Neither Arcade Stadium release is perfect, though. The biggest complaint you can make is that there is no online play, so you can’t boot up your favorite classic Street Fighter variant with a pal unless they’re in the same room as you. It’s silly to avoid implementing online play, too, even if the idea is to lean into the arcade experience—especially since the Capcom Fighting Collection that shares some titles with the Arcade Stadiums does have online play. Just like some people might not want to pretend they’re in an arcade while playing these with their display choices, some people might rather break the illusion of that experience in order to play online. It’s basically the only thing that keeps these from being perfect compilations.

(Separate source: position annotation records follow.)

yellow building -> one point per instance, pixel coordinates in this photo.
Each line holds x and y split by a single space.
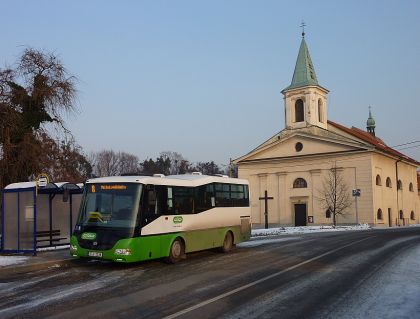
292 166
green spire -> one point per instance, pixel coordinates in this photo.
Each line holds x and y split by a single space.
304 74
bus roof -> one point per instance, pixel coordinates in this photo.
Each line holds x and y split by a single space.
175 180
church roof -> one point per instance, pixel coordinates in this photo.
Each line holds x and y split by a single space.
359 139
374 141
304 74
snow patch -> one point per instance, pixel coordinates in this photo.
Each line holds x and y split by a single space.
12 260
259 242
305 229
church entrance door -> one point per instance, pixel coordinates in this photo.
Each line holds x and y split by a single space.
300 214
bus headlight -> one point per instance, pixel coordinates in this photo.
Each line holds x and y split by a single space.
123 251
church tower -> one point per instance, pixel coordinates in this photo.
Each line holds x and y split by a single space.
370 123
305 101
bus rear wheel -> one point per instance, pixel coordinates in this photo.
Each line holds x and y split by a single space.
176 252
227 243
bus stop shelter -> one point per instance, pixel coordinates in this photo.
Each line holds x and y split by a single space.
33 218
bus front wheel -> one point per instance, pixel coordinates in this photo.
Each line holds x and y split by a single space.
176 252
227 243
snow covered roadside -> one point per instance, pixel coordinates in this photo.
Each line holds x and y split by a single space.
12 260
305 229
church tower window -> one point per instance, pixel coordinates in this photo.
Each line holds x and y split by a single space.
378 180
299 111
300 183
379 215
320 115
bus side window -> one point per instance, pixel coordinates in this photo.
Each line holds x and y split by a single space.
223 195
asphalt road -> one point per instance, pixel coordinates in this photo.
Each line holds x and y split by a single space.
324 275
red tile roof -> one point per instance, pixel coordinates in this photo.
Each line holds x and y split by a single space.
373 140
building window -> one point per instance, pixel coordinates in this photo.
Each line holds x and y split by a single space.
328 213
379 214
378 180
299 111
320 110
298 146
300 183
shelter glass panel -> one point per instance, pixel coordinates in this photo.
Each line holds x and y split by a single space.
61 218
10 235
26 220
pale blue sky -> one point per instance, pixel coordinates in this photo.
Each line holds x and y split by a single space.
194 76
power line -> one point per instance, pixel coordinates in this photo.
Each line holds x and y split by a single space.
406 148
406 143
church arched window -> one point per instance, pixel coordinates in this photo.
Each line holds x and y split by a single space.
300 183
299 111
379 215
320 115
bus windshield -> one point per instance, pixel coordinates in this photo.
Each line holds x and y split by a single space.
110 205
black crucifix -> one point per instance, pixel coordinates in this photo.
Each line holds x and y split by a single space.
266 198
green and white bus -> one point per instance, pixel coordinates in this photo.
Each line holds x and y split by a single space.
134 218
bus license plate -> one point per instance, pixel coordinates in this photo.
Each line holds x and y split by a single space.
95 254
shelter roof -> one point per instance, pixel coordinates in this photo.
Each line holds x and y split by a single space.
50 188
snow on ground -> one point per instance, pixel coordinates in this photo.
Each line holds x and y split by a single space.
12 260
393 292
261 241
305 229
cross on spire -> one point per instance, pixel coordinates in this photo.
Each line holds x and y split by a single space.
303 25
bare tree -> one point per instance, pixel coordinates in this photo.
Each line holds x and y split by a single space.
335 195
178 164
38 91
106 163
110 163
129 164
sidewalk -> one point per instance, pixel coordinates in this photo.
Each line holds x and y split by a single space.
61 257
25 263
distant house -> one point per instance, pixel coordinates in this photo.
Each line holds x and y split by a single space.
293 164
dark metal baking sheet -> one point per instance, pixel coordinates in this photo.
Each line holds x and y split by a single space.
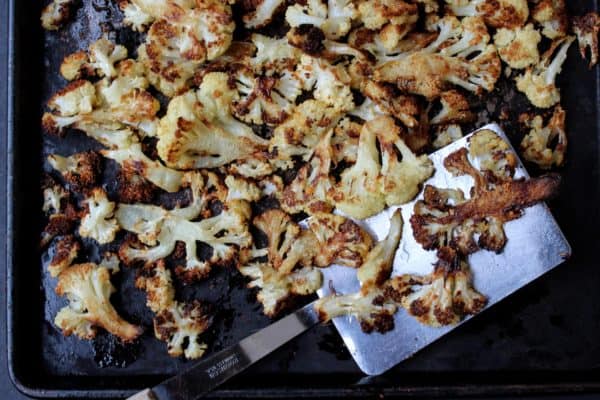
542 339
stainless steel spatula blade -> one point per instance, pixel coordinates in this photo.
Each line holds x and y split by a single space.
535 245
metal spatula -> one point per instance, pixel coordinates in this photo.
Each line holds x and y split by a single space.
535 245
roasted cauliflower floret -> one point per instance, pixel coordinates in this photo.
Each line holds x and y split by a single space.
309 191
159 229
537 147
81 170
334 18
56 14
98 221
518 47
288 245
357 194
552 16
443 297
445 218
372 309
199 131
539 82
66 250
586 28
400 178
378 264
341 240
88 288
496 13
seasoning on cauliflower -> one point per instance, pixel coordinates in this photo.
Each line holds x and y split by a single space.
518 47
537 146
81 170
496 13
56 14
199 131
309 191
334 18
586 28
88 288
341 240
443 297
377 266
445 218
552 16
539 82
177 323
98 221
159 229
66 250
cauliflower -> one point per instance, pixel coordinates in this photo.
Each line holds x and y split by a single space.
372 309
377 266
442 298
88 288
300 134
518 46
276 290
552 16
400 179
586 28
159 229
455 109
288 245
175 322
334 18
199 131
446 134
66 250
539 82
310 188
445 218
56 14
260 13
494 155
81 170
341 240
182 39
265 99
98 222
357 194
536 145
496 13
103 55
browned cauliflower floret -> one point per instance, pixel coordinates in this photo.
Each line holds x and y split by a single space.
288 244
199 131
441 298
334 17
586 28
88 288
98 221
455 109
539 82
518 46
56 14
66 250
377 266
496 13
445 218
552 16
176 323
80 170
537 147
341 240
310 188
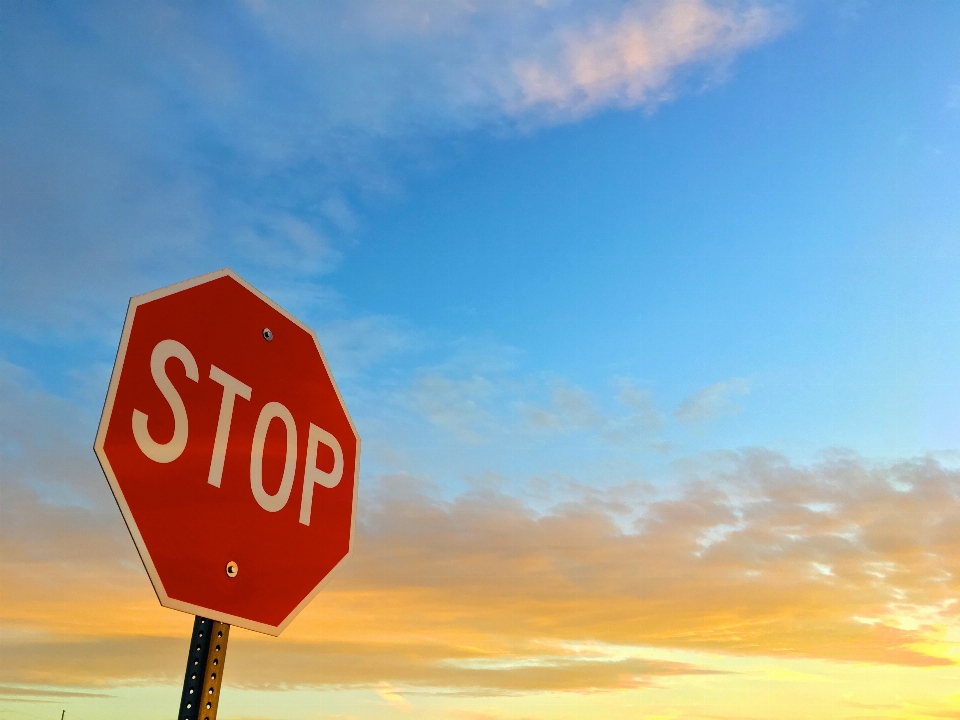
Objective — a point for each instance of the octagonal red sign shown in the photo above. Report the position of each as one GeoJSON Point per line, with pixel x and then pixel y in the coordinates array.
{"type": "Point", "coordinates": [230, 452]}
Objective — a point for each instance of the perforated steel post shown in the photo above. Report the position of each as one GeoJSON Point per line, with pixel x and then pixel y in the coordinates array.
{"type": "Point", "coordinates": [201, 683]}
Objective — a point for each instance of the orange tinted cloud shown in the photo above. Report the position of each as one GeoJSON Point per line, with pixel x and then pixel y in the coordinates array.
{"type": "Point", "coordinates": [747, 555]}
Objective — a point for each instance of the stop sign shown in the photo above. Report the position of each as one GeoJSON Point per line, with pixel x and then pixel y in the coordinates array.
{"type": "Point", "coordinates": [229, 451]}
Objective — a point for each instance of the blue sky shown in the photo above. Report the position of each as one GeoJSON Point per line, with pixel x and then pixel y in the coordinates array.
{"type": "Point", "coordinates": [783, 216]}
{"type": "Point", "coordinates": [536, 262]}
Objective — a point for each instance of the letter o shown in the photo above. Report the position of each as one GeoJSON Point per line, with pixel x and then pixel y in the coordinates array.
{"type": "Point", "coordinates": [273, 503]}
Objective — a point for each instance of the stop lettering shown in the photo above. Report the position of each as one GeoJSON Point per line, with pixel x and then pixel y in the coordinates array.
{"type": "Point", "coordinates": [229, 451]}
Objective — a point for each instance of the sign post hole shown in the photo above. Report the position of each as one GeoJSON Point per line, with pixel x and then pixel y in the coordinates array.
{"type": "Point", "coordinates": [205, 661]}
{"type": "Point", "coordinates": [221, 399]}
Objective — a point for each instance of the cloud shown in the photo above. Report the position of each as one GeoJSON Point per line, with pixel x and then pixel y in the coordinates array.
{"type": "Point", "coordinates": [712, 402]}
{"type": "Point", "coordinates": [458, 405]}
{"type": "Point", "coordinates": [632, 59]}
{"type": "Point", "coordinates": [142, 144]}
{"type": "Point", "coordinates": [571, 408]}
{"type": "Point", "coordinates": [480, 593]}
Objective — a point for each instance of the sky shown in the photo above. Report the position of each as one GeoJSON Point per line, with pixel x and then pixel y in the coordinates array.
{"type": "Point", "coordinates": [647, 314]}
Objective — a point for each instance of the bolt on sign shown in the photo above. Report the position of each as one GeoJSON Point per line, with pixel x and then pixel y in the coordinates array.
{"type": "Point", "coordinates": [232, 456]}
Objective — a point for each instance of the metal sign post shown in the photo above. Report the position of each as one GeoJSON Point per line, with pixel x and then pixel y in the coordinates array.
{"type": "Point", "coordinates": [205, 661]}
{"type": "Point", "coordinates": [222, 399]}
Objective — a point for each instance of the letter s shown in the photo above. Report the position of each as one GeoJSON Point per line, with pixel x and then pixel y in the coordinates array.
{"type": "Point", "coordinates": [171, 450]}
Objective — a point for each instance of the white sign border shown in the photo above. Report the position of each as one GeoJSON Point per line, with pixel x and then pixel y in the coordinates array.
{"type": "Point", "coordinates": [166, 600]}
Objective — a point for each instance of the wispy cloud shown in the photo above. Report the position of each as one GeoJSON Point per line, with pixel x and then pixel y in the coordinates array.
{"type": "Point", "coordinates": [712, 402]}
{"type": "Point", "coordinates": [633, 58]}
{"type": "Point", "coordinates": [482, 592]}
{"type": "Point", "coordinates": [142, 145]}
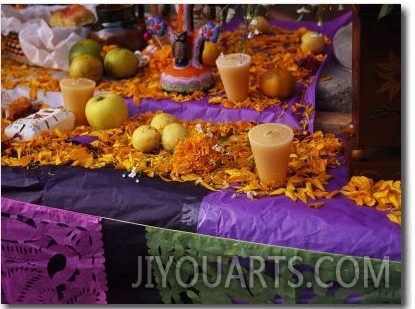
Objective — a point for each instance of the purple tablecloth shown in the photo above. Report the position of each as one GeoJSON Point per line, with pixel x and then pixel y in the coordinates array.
{"type": "Point", "coordinates": [50, 256]}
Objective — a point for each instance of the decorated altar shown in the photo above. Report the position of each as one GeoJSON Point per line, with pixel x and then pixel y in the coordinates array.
{"type": "Point", "coordinates": [102, 223]}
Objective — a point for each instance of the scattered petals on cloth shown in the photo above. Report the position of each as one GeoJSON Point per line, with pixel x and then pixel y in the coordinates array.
{"type": "Point", "coordinates": [51, 256]}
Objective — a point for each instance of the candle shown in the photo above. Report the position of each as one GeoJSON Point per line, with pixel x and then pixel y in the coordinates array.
{"type": "Point", "coordinates": [234, 73]}
{"type": "Point", "coordinates": [75, 93]}
{"type": "Point", "coordinates": [271, 147]}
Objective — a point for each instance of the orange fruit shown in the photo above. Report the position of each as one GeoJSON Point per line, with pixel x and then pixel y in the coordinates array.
{"type": "Point", "coordinates": [120, 63]}
{"type": "Point", "coordinates": [313, 42]}
{"type": "Point", "coordinates": [87, 66]}
{"type": "Point", "coordinates": [211, 52]}
{"type": "Point", "coordinates": [277, 83]}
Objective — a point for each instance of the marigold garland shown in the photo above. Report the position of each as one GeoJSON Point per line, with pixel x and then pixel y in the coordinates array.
{"type": "Point", "coordinates": [384, 195]}
{"type": "Point", "coordinates": [224, 158]}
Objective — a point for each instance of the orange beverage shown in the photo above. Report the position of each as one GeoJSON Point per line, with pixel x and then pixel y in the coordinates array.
{"type": "Point", "coordinates": [75, 93]}
{"type": "Point", "coordinates": [234, 73]}
{"type": "Point", "coordinates": [271, 147]}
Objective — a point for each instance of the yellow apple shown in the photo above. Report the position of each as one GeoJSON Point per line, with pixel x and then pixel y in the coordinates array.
{"type": "Point", "coordinates": [313, 42]}
{"type": "Point", "coordinates": [172, 133]}
{"type": "Point", "coordinates": [211, 52]}
{"type": "Point", "coordinates": [106, 111]}
{"type": "Point", "coordinates": [145, 138]}
{"type": "Point", "coordinates": [161, 120]}
{"type": "Point", "coordinates": [277, 83]}
{"type": "Point", "coordinates": [259, 23]}
{"type": "Point", "coordinates": [85, 46]}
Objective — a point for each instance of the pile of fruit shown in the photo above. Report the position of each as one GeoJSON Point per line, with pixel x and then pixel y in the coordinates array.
{"type": "Point", "coordinates": [93, 60]}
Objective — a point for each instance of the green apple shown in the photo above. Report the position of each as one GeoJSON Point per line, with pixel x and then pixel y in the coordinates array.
{"type": "Point", "coordinates": [106, 111]}
{"type": "Point", "coordinates": [161, 120]}
{"type": "Point", "coordinates": [120, 63]}
{"type": "Point", "coordinates": [85, 46]}
{"type": "Point", "coordinates": [172, 134]}
{"type": "Point", "coordinates": [145, 138]}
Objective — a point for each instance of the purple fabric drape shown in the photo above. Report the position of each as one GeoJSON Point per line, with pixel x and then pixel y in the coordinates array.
{"type": "Point", "coordinates": [50, 256]}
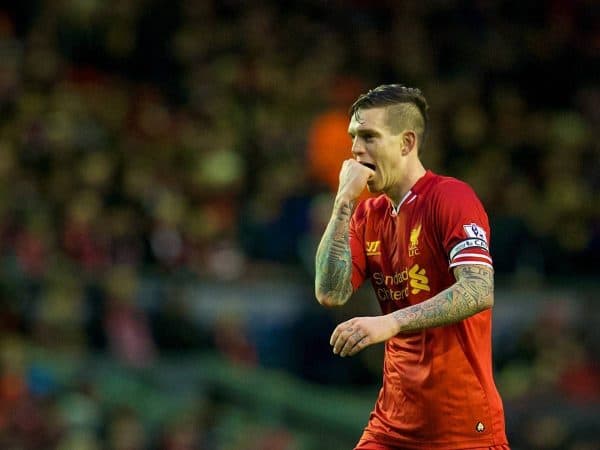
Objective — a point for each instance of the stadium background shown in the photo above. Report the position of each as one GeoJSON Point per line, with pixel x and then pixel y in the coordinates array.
{"type": "Point", "coordinates": [166, 171]}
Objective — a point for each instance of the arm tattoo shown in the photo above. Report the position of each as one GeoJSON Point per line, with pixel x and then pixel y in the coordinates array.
{"type": "Point", "coordinates": [334, 258]}
{"type": "Point", "coordinates": [473, 292]}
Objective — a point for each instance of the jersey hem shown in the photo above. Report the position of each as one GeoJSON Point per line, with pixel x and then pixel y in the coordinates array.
{"type": "Point", "coordinates": [414, 445]}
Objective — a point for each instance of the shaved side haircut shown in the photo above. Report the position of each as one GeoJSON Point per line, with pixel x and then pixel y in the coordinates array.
{"type": "Point", "coordinates": [406, 108]}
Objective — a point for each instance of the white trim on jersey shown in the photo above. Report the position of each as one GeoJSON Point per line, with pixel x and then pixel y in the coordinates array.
{"type": "Point", "coordinates": [465, 255]}
{"type": "Point", "coordinates": [468, 243]}
{"type": "Point", "coordinates": [479, 263]}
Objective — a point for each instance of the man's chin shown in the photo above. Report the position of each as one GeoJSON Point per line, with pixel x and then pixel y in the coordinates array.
{"type": "Point", "coordinates": [372, 188]}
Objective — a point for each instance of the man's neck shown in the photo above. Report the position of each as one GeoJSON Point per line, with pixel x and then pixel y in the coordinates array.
{"type": "Point", "coordinates": [399, 191]}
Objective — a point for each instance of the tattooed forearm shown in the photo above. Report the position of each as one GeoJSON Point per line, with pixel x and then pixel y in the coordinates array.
{"type": "Point", "coordinates": [473, 292]}
{"type": "Point", "coordinates": [334, 260]}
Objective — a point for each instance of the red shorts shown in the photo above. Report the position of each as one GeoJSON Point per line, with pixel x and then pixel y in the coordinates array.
{"type": "Point", "coordinates": [369, 444]}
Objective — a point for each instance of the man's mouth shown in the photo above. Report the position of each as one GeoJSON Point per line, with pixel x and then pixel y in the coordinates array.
{"type": "Point", "coordinates": [369, 165]}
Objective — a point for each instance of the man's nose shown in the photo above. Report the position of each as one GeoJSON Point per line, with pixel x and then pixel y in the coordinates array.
{"type": "Point", "coordinates": [357, 148]}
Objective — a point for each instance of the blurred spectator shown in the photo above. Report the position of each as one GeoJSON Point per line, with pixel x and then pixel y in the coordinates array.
{"type": "Point", "coordinates": [147, 146]}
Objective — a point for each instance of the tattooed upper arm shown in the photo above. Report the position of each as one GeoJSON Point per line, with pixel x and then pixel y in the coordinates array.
{"type": "Point", "coordinates": [478, 282]}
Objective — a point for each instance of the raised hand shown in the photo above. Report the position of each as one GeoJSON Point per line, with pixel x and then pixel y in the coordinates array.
{"type": "Point", "coordinates": [353, 179]}
{"type": "Point", "coordinates": [352, 336]}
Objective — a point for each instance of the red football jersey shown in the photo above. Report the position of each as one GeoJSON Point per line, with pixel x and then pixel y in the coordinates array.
{"type": "Point", "coordinates": [438, 387]}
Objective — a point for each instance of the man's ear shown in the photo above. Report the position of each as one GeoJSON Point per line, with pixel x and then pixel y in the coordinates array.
{"type": "Point", "coordinates": [409, 142]}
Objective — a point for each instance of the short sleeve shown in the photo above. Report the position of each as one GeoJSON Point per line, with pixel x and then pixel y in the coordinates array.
{"type": "Point", "coordinates": [357, 233]}
{"type": "Point", "coordinates": [463, 225]}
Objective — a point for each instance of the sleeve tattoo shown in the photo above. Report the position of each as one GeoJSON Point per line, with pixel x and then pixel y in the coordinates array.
{"type": "Point", "coordinates": [334, 259]}
{"type": "Point", "coordinates": [473, 292]}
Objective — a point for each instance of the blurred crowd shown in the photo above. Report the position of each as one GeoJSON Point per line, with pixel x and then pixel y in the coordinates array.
{"type": "Point", "coordinates": [147, 142]}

The other “complaint” is that 64 Capcom games still isn’t enough: being Capcom, these two releases are heavy on Street Fighter, and someone who isn’t a fighting game diehard surely would have rather had something else instead of every variant of ‘90s Street Fighters they could squeeze in here. Still, all this means is that an Arcade 3rd Stadium is a likelihood, and between the a la carte and bulk pricing of the current ones, that would be a good thing. I can wait for Giga Wing 2, is what I’m saying, especially since I appreciate the form Capcom has been deploying these games in. And even more especially since, eventually, they’ll have put out all of the big fighting games in their back catalog and will have to dive even more into other genres to fill the space. And maybe then I’ll finally have context for what a good score in Giga Wing 2 actually is.

Capcom isn’t the only company doing things right in the retro release space: the Sega Ages titles are regularly discounted, sold individually, and packed with enough modern-day quality-of-life features that they’re always worth grabbing. And Arcade Archives might be more expensive than the Arcade Stadium titles, but Hamster is also pulling from everywhere, including from developers and publishers that no longer exist to re-release games themselves like Capcom still can. Still, though: as there are far too many companies not bothering to release things from their enormous catalogs at all or barely doing so (hello, Nintendo and Konami, among others), or releasing things regularly but attaching some wild price tags to them, or coming out with massive collections but only doing so with expensive, limited-stock mini cabinets, what Capcom is doing here is very much appreciated. The last thing the world needs is more Taito Milestones-esque collections where you get just 10 old-school arcade games for $40, and without any of the major draws like Darius even being there because they’re part of a different collection. No offense to Taito’s wonderful, deep, and underrated library, but full offense to the publisher’s curation here. Taito also used to release 30-plus arcade games at a time with modern tweaks in affordable collections, you know, but those days are nearly multiple decades behind us.

Basically, we need more Capcom Arcade Stadium-style collections, that go big on the library, and present multiple options in terms of not just how to play and continue to enjoy these titles, but also in how to buy them in the first place. And less of almost everything that isn’t that. Capcom might have gone this route first, and will maybe go it alone, but there’s no good reason that at least a half-dozen other publishers with a similarly lengthy arcade or console history aren’t doing the same thing.